IRREVERSIBLE Constant Pressure, Adiabatic Process
By default, when we state the word "pressure", it is first understood to represent the pressure of the surroundings. In this case, an irreversible, constant external pressure, adiabatic process is well-represented in undergraduate textbooks on thermodynamics. The first law formulation collapses as below.
$$dU = -p_{ext} dV $$
Once we state irreversible, we drop all connection between pressure in the surroundings $p_{ext}$ and pressure in the system (typically just $p$). We have no need of the mechanical EoS for the contents of the system.
Suppose instead that you want to consider an irreversible, adiabatic process with a constant pressure $p$ in the system. In this case, we revert to the ground rule that $p, V, T$ have a defining mechanical EoS for any substance. Holding $p$ constant, the only way to change $V$ as the independent variable is to change $T$ as the one remaining dependent variable. The only way for us to change $T$ to see correspondingly what happens to $V$ is to add or remove heat (when we have no "other work"). This is true regardless of whether the heat is added/removed reversibly or irreversibly. Since the process is also to be adiabatic, no heat flows in/out of the system. Therefore, the $T$ in the system also cannot/does not change.

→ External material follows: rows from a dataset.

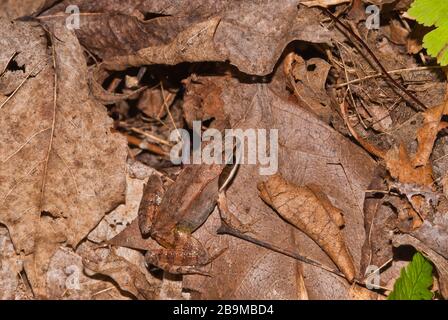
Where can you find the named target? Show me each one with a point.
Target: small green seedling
(433, 13)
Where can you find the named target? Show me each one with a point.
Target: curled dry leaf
(61, 169)
(128, 276)
(305, 157)
(66, 279)
(10, 267)
(206, 31)
(308, 209)
(12, 9)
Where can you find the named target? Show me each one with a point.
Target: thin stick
(168, 111)
(151, 136)
(379, 74)
(7, 63)
(53, 126)
(384, 71)
(226, 229)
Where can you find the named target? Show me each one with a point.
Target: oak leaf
(61, 167)
(308, 209)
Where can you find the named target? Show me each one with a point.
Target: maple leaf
(433, 13)
(414, 281)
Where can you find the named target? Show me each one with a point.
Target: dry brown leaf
(10, 267)
(12, 9)
(324, 3)
(67, 280)
(308, 85)
(427, 134)
(206, 31)
(401, 168)
(312, 213)
(127, 275)
(61, 168)
(305, 157)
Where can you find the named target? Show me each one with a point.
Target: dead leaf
(13, 9)
(305, 157)
(203, 32)
(62, 168)
(312, 213)
(427, 134)
(127, 275)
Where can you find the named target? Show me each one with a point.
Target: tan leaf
(305, 157)
(313, 214)
(205, 31)
(427, 134)
(61, 168)
(126, 274)
(13, 9)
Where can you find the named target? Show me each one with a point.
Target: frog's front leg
(187, 256)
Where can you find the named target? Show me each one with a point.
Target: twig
(384, 71)
(151, 136)
(379, 74)
(226, 229)
(8, 62)
(53, 125)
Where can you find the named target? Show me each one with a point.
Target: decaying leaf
(61, 169)
(13, 9)
(126, 274)
(185, 33)
(305, 157)
(310, 210)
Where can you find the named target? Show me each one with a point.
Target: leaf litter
(137, 70)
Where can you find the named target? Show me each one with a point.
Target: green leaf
(414, 281)
(433, 13)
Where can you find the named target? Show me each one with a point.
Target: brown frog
(171, 217)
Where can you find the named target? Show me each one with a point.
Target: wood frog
(172, 217)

Conclusions: The process is one of two kinds. Either it is a basic case of expansion/contraction with constant pressure in the surroundings under adiabatic conditions. Or it is not a process, simply a definition again of a static system. The term irreversible in the second case does not give us some hoped-for clever way out of the fundamentals.
Exception
When we allow other work, such as electrical or photonic (light) energy, to play a role, the above analysis is open to a different approach. We can heat a container with microwaves for example while having an irreversible, adiabatic, constant internal pressure process. In this case, the container volume will inevitably expand when the internal pressure is greater than the external pressure.